An error-free weekend for Mazepin as he looked more at home this weekend in Monaco. Whether he would have beaten teammate Mick Schumacher in qualifying is uncertain, but the Russian looked a closer match over one lap. He was overtaken by his teammate into the hairpin on the opening lap, however, managed to get back ahead after his teammate suffered a temporary loss of power which was related to a fuel pressure pick up problem.

Mick Schumacher (Qualified 20th, finished 18th) - 6

Schumacher’s shunt in FP3 meant he was unable to take part in qualifying. An impressive overtake on teammate Mazepin into the hairpin was the highlight of his afternoon as he then dropped behind him due to the aforementioned fuel pressure pick up issue. Once fixed, Schumacher closed to the back of his teammate but was ordered by the team to sit behind him. Without the technical gremlin, Schumacher would have finished 17th.

Valtteri Bottas (Qualified 2nd, DNF) - 8

For the first time in a long time, Bottas was the outright fastest Mercedes throughout qualifying and on race day. A late setup change gave Bottas the confidence and tyre temperature needed to challenge for pole position, while teammate Hamilton could only muster seventh. Had it not been for Leclerc’s shunt in qualifying, Bottas - like Verstappen and Sainz, had a serious shot at pole. Regardless, the Finn had to settle for third on the grid - second once it was clear Leclerc couldn’t start the race. Bottas had a better start than Verstappen, but couldn’t pass as the Dutchman shut the door. The Mercedes driver dropped to around five seconds behind before making his pit stop on Lap 30. Mercedes’ mechanics couldn’t remove Bottas’ front-right tyre due to a damaged wheel nut, forcing him to retire and costing him a podium finish in Monaco.
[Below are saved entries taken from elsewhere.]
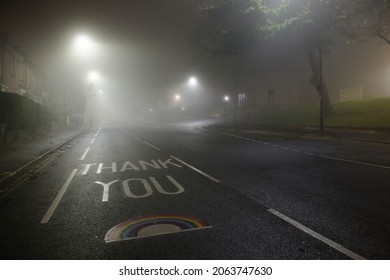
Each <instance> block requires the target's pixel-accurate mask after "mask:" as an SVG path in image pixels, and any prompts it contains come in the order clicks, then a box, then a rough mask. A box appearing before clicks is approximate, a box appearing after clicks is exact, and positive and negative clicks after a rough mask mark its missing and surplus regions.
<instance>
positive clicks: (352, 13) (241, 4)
mask: <svg viewBox="0 0 390 280" xmlns="http://www.w3.org/2000/svg"><path fill="white" fill-rule="evenodd" d="M388 1H389V0H344V1H339V0H244V1H239V0H215V1H207V2H206V3H204V4H203V5H202V7H201V9H202V10H203V11H204V12H205V13H207V14H208V15H210V16H212V17H214V18H222V17H228V16H229V15H230V14H232V10H235V11H236V12H237V11H238V12H239V13H240V15H241V19H244V18H245V19H247V21H246V22H249V23H250V25H251V26H250V27H249V26H248V25H246V26H245V28H246V30H245V32H243V30H242V29H241V30H240V33H239V34H237V32H234V31H235V30H221V31H220V36H219V37H217V39H218V43H219V48H217V49H215V50H216V53H219V54H221V53H222V54H229V53H236V52H238V51H242V50H243V49H245V45H247V44H248V43H249V44H251V43H253V42H255V41H259V40H260V41H261V40H270V39H273V38H275V37H288V36H291V37H294V38H295V39H296V38H297V37H299V40H300V42H301V48H302V50H304V51H305V52H306V56H307V59H308V61H309V65H310V67H311V71H312V78H311V80H310V82H311V84H312V85H313V86H314V87H315V88H316V89H317V91H318V93H319V95H320V97H321V99H322V100H321V102H323V113H324V116H325V117H329V116H331V115H333V114H334V109H333V106H332V104H331V101H330V98H329V94H328V91H327V88H326V83H325V81H324V79H322V75H321V73H322V69H321V56H322V50H325V51H328V50H329V46H330V44H331V38H332V36H333V35H334V34H335V33H336V32H341V33H342V34H345V35H348V36H349V37H350V38H357V37H362V36H363V34H366V37H370V36H377V37H380V38H382V39H383V40H385V41H387V42H389V43H390V38H389V36H390V27H389V26H388V24H389V23H390V17H389V3H388ZM377 15H380V17H377ZM385 26H386V28H384V27H385ZM244 37H245V38H244Z"/></svg>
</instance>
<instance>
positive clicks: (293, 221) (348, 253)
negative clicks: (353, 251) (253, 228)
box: [268, 209, 365, 260]
mask: <svg viewBox="0 0 390 280" xmlns="http://www.w3.org/2000/svg"><path fill="white" fill-rule="evenodd" d="M268 212H270V213H272V214H274V215H275V216H277V217H279V218H281V219H282V220H284V221H286V222H287V223H289V224H291V225H293V226H294V227H296V228H298V229H299V230H301V231H303V232H305V233H307V234H309V235H310V236H312V237H314V238H316V239H318V240H320V241H322V242H324V243H325V244H327V245H329V246H330V247H332V248H334V249H336V250H337V251H339V252H341V253H343V254H344V255H347V256H348V257H350V258H352V259H354V260H365V258H363V257H362V256H360V255H358V254H356V253H354V252H352V251H350V250H348V249H347V248H345V247H343V246H342V245H340V244H339V243H337V242H334V241H332V240H330V239H329V238H326V237H325V236H323V235H321V234H319V233H317V232H315V231H314V230H312V229H310V228H308V227H306V226H304V225H302V224H300V223H298V222H297V221H295V220H293V219H291V218H289V217H287V216H285V215H283V214H282V213H280V212H278V211H276V210H275V209H268Z"/></svg>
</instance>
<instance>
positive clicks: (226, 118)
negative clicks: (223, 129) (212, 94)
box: [223, 95, 230, 122]
mask: <svg viewBox="0 0 390 280" xmlns="http://www.w3.org/2000/svg"><path fill="white" fill-rule="evenodd" d="M229 100H230V97H229V95H225V96H224V97H223V103H224V108H225V122H227V114H226V106H227V103H228V102H229Z"/></svg>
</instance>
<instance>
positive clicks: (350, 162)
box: [315, 155, 390, 169]
mask: <svg viewBox="0 0 390 280" xmlns="http://www.w3.org/2000/svg"><path fill="white" fill-rule="evenodd" d="M315 156H317V157H321V158H326V159H333V160H338V161H344V162H349V163H354V164H360V165H367V166H372V167H378V168H384V169H390V166H386V165H379V164H373V163H367V162H361V161H356V160H350V159H345V158H338V157H330V156H323V155H315Z"/></svg>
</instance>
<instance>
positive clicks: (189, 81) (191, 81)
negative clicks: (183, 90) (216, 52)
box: [188, 77, 198, 87]
mask: <svg viewBox="0 0 390 280" xmlns="http://www.w3.org/2000/svg"><path fill="white" fill-rule="evenodd" d="M188 84H189V85H190V86H192V87H193V86H196V85H197V84H198V80H197V79H196V78H195V77H191V78H189V80H188Z"/></svg>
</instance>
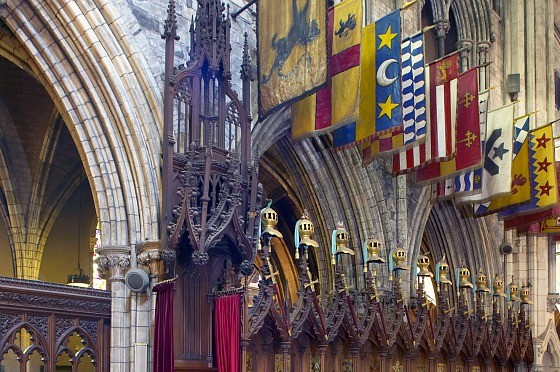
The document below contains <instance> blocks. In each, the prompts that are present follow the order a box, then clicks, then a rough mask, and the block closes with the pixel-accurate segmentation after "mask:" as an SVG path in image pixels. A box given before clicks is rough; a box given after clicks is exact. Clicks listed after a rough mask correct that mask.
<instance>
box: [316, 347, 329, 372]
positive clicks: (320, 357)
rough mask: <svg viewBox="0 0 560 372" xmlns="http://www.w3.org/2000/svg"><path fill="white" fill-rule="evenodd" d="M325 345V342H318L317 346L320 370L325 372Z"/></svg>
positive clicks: (325, 360) (325, 350) (322, 371)
mask: <svg viewBox="0 0 560 372" xmlns="http://www.w3.org/2000/svg"><path fill="white" fill-rule="evenodd" d="M327 346H328V345H326V344H319V346H318V347H317V348H318V350H319V356H320V358H321V372H325V371H326V370H327V368H326V366H325V363H326V358H325V356H326V355H325V354H326V352H327Z"/></svg>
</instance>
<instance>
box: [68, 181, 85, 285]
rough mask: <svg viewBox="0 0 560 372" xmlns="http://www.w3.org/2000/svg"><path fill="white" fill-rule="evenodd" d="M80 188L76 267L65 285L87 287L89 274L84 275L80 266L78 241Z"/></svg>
mask: <svg viewBox="0 0 560 372" xmlns="http://www.w3.org/2000/svg"><path fill="white" fill-rule="evenodd" d="M81 222H82V190H81V189H79V190H78V267H76V268H75V269H74V270H73V271H72V273H71V274H70V275H68V281H67V282H66V284H67V285H71V286H73V287H82V288H87V287H89V275H86V273H85V272H84V270H83V269H82V267H81V266H80V245H81V244H80V243H81V228H82V226H81V225H82V224H81Z"/></svg>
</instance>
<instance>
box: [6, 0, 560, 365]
mask: <svg viewBox="0 0 560 372" xmlns="http://www.w3.org/2000/svg"><path fill="white" fill-rule="evenodd" d="M259 1H260V2H264V1H268V0H259ZM275 1H279V0H275ZM282 1H283V2H284V1H285V2H286V3H288V1H287V0H282ZM346 1H351V0H344V1H343V2H346ZM307 2H309V0H307ZM340 2H341V1H335V2H334V3H335V4H338V3H340ZM295 3H297V4H299V6H300V7H302V6H304V4H305V3H306V0H297V1H296V0H294V4H295ZM327 3H330V2H329V1H327ZM405 5H406V10H403V11H402V33H403V34H407V35H411V34H414V33H416V32H419V31H421V30H423V29H428V31H425V32H424V48H425V53H424V58H425V60H426V62H431V61H435V60H437V59H438V58H441V57H443V56H445V55H448V54H450V53H454V52H456V53H458V55H459V60H460V64H461V66H462V67H463V68H464V69H465V70H466V69H467V68H473V67H475V66H478V71H479V75H478V79H479V81H478V84H479V86H480V87H481V90H482V88H484V89H487V90H492V100H491V101H490V103H489V105H490V109H497V108H499V107H501V106H503V105H508V104H514V105H515V107H516V110H517V114H516V115H518V116H521V115H529V114H531V115H533V117H534V118H535V120H534V121H533V122H532V124H531V125H532V128H531V129H534V128H538V127H540V126H541V125H545V124H547V123H553V128H554V129H555V130H556V126H555V125H554V123H555V120H558V110H560V1H558V0H538V1H533V0H518V1H507V0H417V1H415V2H413V3H412V4H405V1H403V0H391V1H389V0H379V1H373V0H363V1H361V7H362V9H363V25H367V24H370V23H372V22H374V21H375V20H377V19H379V18H380V17H382V16H384V15H386V14H388V13H390V12H392V11H394V10H396V9H399V8H401V7H403V8H404V7H405ZM234 13H235V14H234ZM233 14H234V16H233ZM257 18H258V15H257V7H256V5H255V4H254V2H253V1H246V0H226V1H225V4H222V3H221V2H220V1H216V0H197V1H193V0H170V1H159V0H127V1H117V0H48V1H41V0H0V215H1V220H2V223H0V371H109V370H110V371H147V370H157V368H156V367H155V364H156V363H155V362H156V361H155V360H154V357H153V349H154V344H155V341H154V334H155V333H156V329H155V328H156V327H157V325H156V324H155V323H154V315H156V297H157V296H159V295H156V294H155V293H154V292H153V291H152V289H153V288H154V286H156V285H157V284H158V283H160V282H167V281H169V280H170V281H171V282H172V283H174V294H175V297H174V302H173V322H172V323H173V332H172V333H173V334H172V335H171V338H172V341H173V342H172V344H171V345H173V349H172V356H173V368H172V369H173V370H177V371H189V370H191V371H218V370H220V371H224V372H225V371H228V372H229V370H228V369H223V368H220V367H218V366H217V363H218V362H217V359H218V354H220V351H219V349H218V347H217V344H216V342H215V338H214V337H215V335H216V333H217V331H218V328H219V323H216V320H215V318H214V317H213V313H214V312H215V307H216V306H217V301H218V299H219V298H220V297H221V296H226V295H235V296H237V297H239V299H240V301H241V302H240V306H241V310H240V311H241V314H240V319H239V323H240V327H241V328H240V330H239V334H238V337H237V338H238V340H239V343H240V346H239V351H238V354H239V355H238V361H237V362H236V363H237V364H238V367H237V369H235V371H237V370H239V371H247V372H248V371H282V372H287V371H407V372H412V371H430V372H435V371H438V372H440V371H447V372H455V371H457V372H458V371H464V372H467V371H469V372H470V371H473V372H474V371H529V370H531V371H560V338H559V335H558V326H559V322H560V311H559V309H560V307H559V305H560V294H559V292H560V282H559V283H558V284H557V274H556V273H557V263H556V257H557V255H558V252H560V248H559V247H558V243H557V242H556V236H555V235H552V234H544V233H538V234H533V233H527V232H520V231H518V230H516V229H508V228H506V226H505V224H504V222H503V221H502V220H501V219H500V218H499V217H498V215H497V214H488V215H485V216H482V217H478V216H474V215H473V212H472V211H471V208H469V206H468V205H466V204H461V203H458V202H457V201H456V200H454V199H446V200H439V201H434V199H433V197H432V193H433V192H432V186H431V185H429V184H428V185H425V184H423V185H419V184H416V183H415V182H414V178H413V177H410V176H407V175H406V174H404V175H398V176H394V175H393V174H392V161H393V158H392V157H390V156H389V157H388V156H379V157H376V158H375V159H374V160H373V161H371V162H369V163H368V164H362V158H361V152H360V151H359V149H358V148H357V147H350V148H347V149H343V150H339V151H335V150H333V135H332V134H331V133H324V134H320V135H316V136H315V135H314V136H309V137H308V138H304V139H301V140H294V139H293V138H292V128H293V126H294V125H297V122H294V120H293V116H292V114H291V110H290V106H289V105H288V106H285V107H283V108H281V109H279V110H277V111H275V112H273V113H272V114H270V115H268V116H266V118H264V119H263V118H260V117H259V108H258V106H259V99H258V97H257V91H258V84H259V83H258V80H259V79H258V78H257V75H258V71H259V68H258V66H257V63H258V62H257V61H258V58H257V54H258V53H257V44H258V43H257V34H256V30H257V23H258V21H257ZM259 47H261V46H260V45H259ZM261 68H262V67H261ZM558 128H560V127H558ZM559 133H560V132H559ZM558 138H560V134H556V133H555V134H554V142H555V143H558V142H557V141H558ZM555 148H560V143H559V146H558V147H555ZM555 152H556V154H557V155H556V158H557V159H560V156H559V155H558V154H560V153H559V152H558V151H555ZM559 161H560V160H559ZM294 229H295V230H296V234H295V235H294ZM294 247H295V248H294ZM333 247H334V248H333ZM389 261H390V262H391V264H390V265H387V263H388V262H389ZM391 265H392V266H391ZM132 274H135V275H136V276H137V278H138V280H141V281H143V280H147V282H146V283H145V285H144V283H140V286H141V287H142V288H141V289H140V290H139V289H138V287H135V284H136V283H134V279H131V278H130V277H132ZM144 276H145V278H147V279H145V278H144ZM436 277H437V280H436ZM558 279H560V277H559V278H558ZM76 284H78V286H76ZM79 284H81V286H80V285H79ZM146 287H147V288H146ZM506 292H507V295H506ZM515 294H518V295H517V296H515ZM506 296H507V298H506ZM156 316H157V315H156ZM236 360H237V359H236ZM158 368H159V367H158ZM159 370H162V369H159ZM169 370H171V369H169ZM232 371H233V370H232Z"/></svg>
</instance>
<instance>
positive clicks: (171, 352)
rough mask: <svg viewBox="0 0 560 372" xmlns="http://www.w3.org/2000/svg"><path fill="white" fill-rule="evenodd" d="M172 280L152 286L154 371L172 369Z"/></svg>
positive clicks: (173, 283) (154, 371)
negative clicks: (152, 291) (152, 303)
mask: <svg viewBox="0 0 560 372" xmlns="http://www.w3.org/2000/svg"><path fill="white" fill-rule="evenodd" d="M173 284H174V283H173V282H166V283H161V284H157V285H155V286H154V292H157V300H156V317H155V320H154V359H153V366H154V369H153V371H154V372H171V371H173V293H174V291H173Z"/></svg>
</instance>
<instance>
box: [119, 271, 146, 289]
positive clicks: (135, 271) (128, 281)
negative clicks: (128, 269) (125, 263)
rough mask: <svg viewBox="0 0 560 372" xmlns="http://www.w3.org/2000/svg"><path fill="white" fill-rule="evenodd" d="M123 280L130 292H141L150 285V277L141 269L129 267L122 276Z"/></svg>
mask: <svg viewBox="0 0 560 372" xmlns="http://www.w3.org/2000/svg"><path fill="white" fill-rule="evenodd" d="M124 282H125V283H126V285H127V287H128V288H129V289H130V290H131V291H132V292H135V293H142V292H144V291H146V289H147V288H148V286H149V285H150V277H149V276H148V274H146V272H145V271H144V270H142V269H130V270H128V272H127V273H126V275H125V276H124Z"/></svg>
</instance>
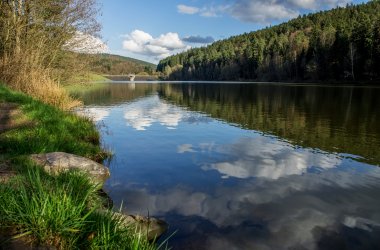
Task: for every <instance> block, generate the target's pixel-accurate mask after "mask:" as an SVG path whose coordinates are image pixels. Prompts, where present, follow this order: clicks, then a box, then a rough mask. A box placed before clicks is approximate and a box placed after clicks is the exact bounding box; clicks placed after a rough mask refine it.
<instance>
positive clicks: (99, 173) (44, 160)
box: [30, 152, 110, 185]
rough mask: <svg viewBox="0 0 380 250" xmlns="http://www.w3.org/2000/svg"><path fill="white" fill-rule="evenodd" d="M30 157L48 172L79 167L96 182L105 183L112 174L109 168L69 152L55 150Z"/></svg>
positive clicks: (51, 173)
mask: <svg viewBox="0 0 380 250" xmlns="http://www.w3.org/2000/svg"><path fill="white" fill-rule="evenodd" d="M30 158H31V159H32V160H33V161H34V162H35V163H36V164H38V165H41V166H42V167H43V168H44V169H45V171H46V172H48V173H50V174H58V173H59V172H62V171H68V170H70V169H77V170H80V171H83V172H85V173H87V174H88V175H89V177H90V179H91V180H92V181H93V182H94V183H96V184H101V185H102V184H103V183H104V182H105V181H106V179H107V178H108V177H109V176H110V172H109V169H108V168H107V167H105V166H103V165H102V164H99V163H97V162H95V161H92V160H90V159H87V158H84V157H81V156H77V155H73V154H68V153H64V152H53V153H47V154H33V155H31V156H30Z"/></svg>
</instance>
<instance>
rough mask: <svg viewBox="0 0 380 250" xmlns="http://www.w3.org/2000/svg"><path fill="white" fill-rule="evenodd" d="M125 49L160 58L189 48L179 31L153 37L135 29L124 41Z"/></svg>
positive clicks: (128, 50)
mask: <svg viewBox="0 0 380 250" xmlns="http://www.w3.org/2000/svg"><path fill="white" fill-rule="evenodd" d="M123 49H125V50H127V51H129V52H132V53H136V54H140V55H145V56H149V57H154V58H155V60H159V59H162V58H165V57H167V56H170V55H172V54H175V53H179V52H182V51H184V50H186V49H189V47H188V46H186V44H184V42H183V41H182V40H181V39H180V38H179V36H178V34H177V33H173V32H168V33H166V34H161V35H160V36H159V37H157V38H153V37H152V36H151V35H150V34H149V33H146V32H144V31H142V30H134V31H132V32H131V33H130V34H129V35H127V36H126V39H125V40H124V41H123Z"/></svg>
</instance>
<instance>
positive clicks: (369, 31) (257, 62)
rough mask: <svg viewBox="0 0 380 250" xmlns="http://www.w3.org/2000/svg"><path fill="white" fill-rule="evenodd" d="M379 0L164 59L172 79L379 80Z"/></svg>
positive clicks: (257, 79)
mask: <svg viewBox="0 0 380 250" xmlns="http://www.w3.org/2000/svg"><path fill="white" fill-rule="evenodd" d="M379 69H380V1H379V0H372V1H369V2H368V3H366V4H360V5H347V6H346V7H345V8H342V7H338V8H335V9H333V10H330V11H321V12H318V13H315V14H309V15H304V16H299V17H298V18H296V19H293V20H291V21H289V22H287V23H283V24H280V25H276V26H273V27H269V28H266V29H263V30H259V31H256V32H251V33H245V34H242V35H239V36H234V37H231V38H229V39H225V40H221V41H217V42H215V43H213V44H211V45H209V46H207V47H203V48H195V49H191V50H188V51H186V52H184V53H180V54H177V55H174V56H170V57H168V58H165V59H163V60H161V61H160V62H159V64H158V66H157V70H158V71H161V72H163V73H164V74H165V75H166V76H167V78H168V79H170V80H256V81H329V80H334V81H347V80H350V81H368V80H376V79H377V80H380V71H379Z"/></svg>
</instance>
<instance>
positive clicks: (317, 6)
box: [177, 0, 352, 24]
mask: <svg viewBox="0 0 380 250" xmlns="http://www.w3.org/2000/svg"><path fill="white" fill-rule="evenodd" d="M351 2H352V0H320V1H319V0H318V1H317V0H230V1H229V4H228V5H204V6H202V7H200V8H198V7H190V6H186V5H181V6H183V7H188V8H193V9H188V10H187V9H186V8H181V10H180V8H179V7H178V6H177V8H178V12H180V13H186V12H188V13H186V14H199V15H200V16H203V17H218V16H221V15H223V14H228V15H230V16H232V17H234V18H236V19H238V20H240V21H243V22H253V23H262V24H270V23H272V22H273V21H285V20H288V19H291V18H295V17H297V16H298V15H299V14H300V13H301V11H302V10H317V9H328V8H333V7H336V6H344V5H346V4H347V3H351Z"/></svg>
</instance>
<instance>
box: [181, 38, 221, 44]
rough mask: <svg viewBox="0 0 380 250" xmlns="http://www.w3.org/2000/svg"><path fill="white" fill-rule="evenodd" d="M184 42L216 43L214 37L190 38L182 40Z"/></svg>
mask: <svg viewBox="0 0 380 250" xmlns="http://www.w3.org/2000/svg"><path fill="white" fill-rule="evenodd" d="M182 40H183V41H185V42H188V43H213V42H214V41H215V39H214V38H213V37H212V36H206V37H201V36H188V37H185V38H182Z"/></svg>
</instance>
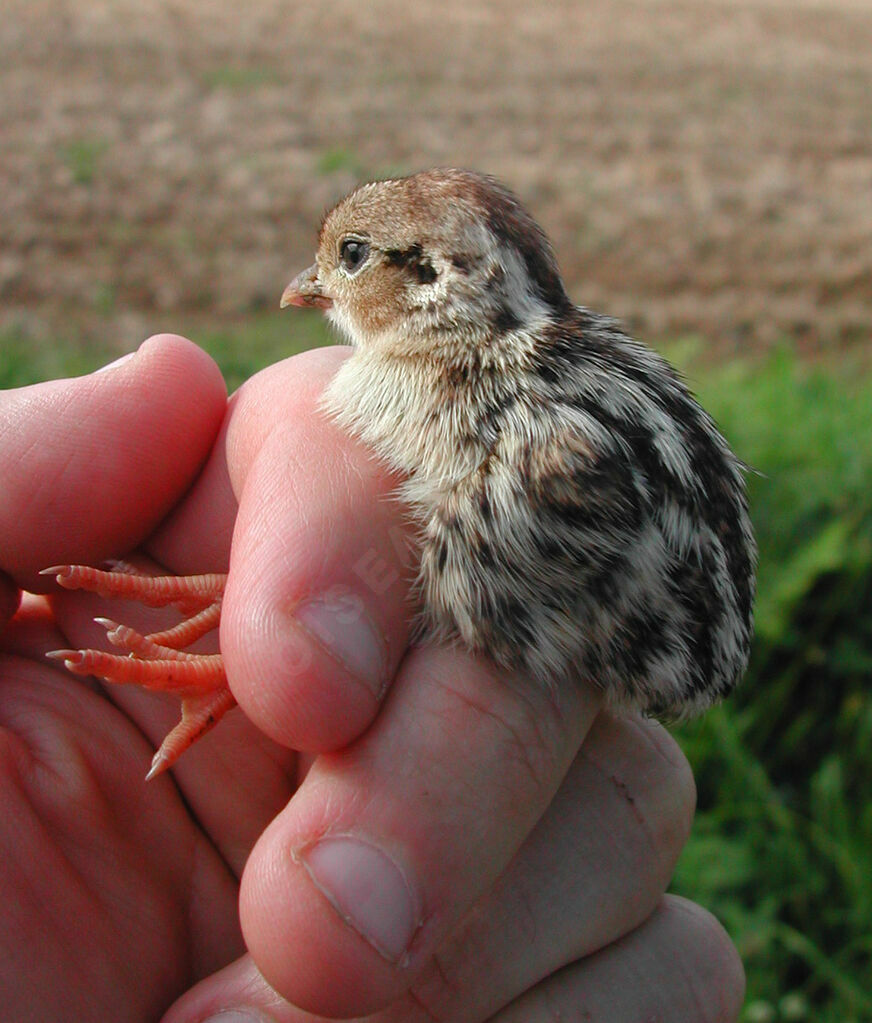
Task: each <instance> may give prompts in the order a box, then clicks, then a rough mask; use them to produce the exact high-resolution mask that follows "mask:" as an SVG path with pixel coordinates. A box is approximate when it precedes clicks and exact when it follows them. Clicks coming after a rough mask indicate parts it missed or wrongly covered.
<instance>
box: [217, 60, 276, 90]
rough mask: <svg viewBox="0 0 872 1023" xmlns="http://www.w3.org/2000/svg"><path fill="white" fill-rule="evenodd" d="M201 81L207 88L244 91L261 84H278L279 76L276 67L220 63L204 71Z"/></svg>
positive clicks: (271, 84) (259, 65)
mask: <svg viewBox="0 0 872 1023" xmlns="http://www.w3.org/2000/svg"><path fill="white" fill-rule="evenodd" d="M202 81H203V84H204V85H205V86H206V87H207V88H208V89H233V90H238V91H246V90H248V89H258V88H260V86H262V85H275V84H278V83H280V82H281V76H280V75H279V73H278V70H277V69H275V68H268V66H265V65H260V64H259V65H257V66H246V65H243V64H220V65H218V66H216V68H210V69H209V70H207V71H206V72H204V74H203V76H202Z"/></svg>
Charles Leclerc (Qualified 1st, DNS) - N/A

Leclerc stormed to a sensational pole on Saturday as he claimed Ferrari’s first since Mexico 2019. His crash at the end of Q3 meant his benchmark couldn’t be beaten by the likes of Verstappen and Bottas. It remains unclear whether his crash in qualifying directly caused the driveshaft issue he suffered on his way to the grid, but it was still a great chance for Leclerc to win on home soil.